Vinland Sagaにおいて楽園を目指す人々はみんな、

必ず何かといった深い思いがあります。

多くの人々は過去の無念や悲しみ、怒りといった負の感情です。

(皮肉にもポジティブシンキングで楽園/ヴァルハラを目指しているトルケルのような人物が狂人にしか見えないのも、この世界がいかに絶望的なものかを物語っているようにも思えます。
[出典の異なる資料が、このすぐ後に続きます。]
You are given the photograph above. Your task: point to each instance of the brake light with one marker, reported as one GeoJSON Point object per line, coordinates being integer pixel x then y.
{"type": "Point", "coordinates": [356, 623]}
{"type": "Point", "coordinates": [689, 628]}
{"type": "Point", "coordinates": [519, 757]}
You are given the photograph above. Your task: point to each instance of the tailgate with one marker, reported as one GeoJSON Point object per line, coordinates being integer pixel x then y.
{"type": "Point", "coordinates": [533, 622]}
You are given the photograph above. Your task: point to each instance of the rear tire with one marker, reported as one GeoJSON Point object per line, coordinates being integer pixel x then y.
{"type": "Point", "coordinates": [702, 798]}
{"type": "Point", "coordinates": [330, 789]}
)

 

あなたが今、楽園というものを求めていないのだとすれば、

もうすでにそこが楽園でありゴールなのだからかもしれません

我々は不満こそ多少はあれど、それでもVinland Sagaの人々のような飢餓感や絶望感はありません。

楽園を目指したいと思うようになるには、あれぐらいの絶望が必要なのかもしれません。

 

 

主人公の父親であり戦場の鬼と呼ばれた英雄トールズは、

「本当の戦士に剣はいらない」

と悟りました。

おそらくこれこそが楽園に到達した人間の考え方なのだと思います。

 

戦士とは、理想のために戦うのが本質的な在り方です。

それがいつの間にか理想のためという目的を失い、戦うという手段のほうが目的となっていました。
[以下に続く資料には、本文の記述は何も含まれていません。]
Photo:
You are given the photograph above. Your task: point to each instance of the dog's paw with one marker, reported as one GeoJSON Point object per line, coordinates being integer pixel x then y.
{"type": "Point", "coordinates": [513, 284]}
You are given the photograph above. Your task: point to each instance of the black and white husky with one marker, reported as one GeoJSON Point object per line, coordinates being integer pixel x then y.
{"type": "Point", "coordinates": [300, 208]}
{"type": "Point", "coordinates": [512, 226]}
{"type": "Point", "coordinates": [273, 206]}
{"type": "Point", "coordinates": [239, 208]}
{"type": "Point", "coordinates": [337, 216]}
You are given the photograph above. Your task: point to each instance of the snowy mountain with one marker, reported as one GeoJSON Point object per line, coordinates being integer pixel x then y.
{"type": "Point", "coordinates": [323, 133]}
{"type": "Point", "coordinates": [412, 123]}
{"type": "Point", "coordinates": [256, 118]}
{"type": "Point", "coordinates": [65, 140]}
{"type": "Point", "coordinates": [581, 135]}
だからヴァイキング達はいつまで経っても理想を得られませんでしたし、最期は悲惨な人生ばかりだったのです。

 

トールズは本質である理想を望む姿勢を失いませんでした。

何故ならば、彼には本当に大事なもの(家族)ができ、それを守ることが理想となり、

その理想を守るために剣を握って暴れまわることはむしろ良くないことだと気づいたからです。

実際、彼は再び剣を握ることを強制されるまでの15年間、家族と暖かく過ごせ、村人たちにも信頼され豊かに過ごせていました。

 

本当の戦士とは、理想のために努力をする人なのではないでしょうか。

そうだとすれば、トールズはきっと私達に、

理想のために戦える本当の戦士になれ

と訴えるかと思います。

 

不満から転じて楽園を見つけだす…

これも一つの

理想のために戦う本当の戦士の発想なのかもしれません。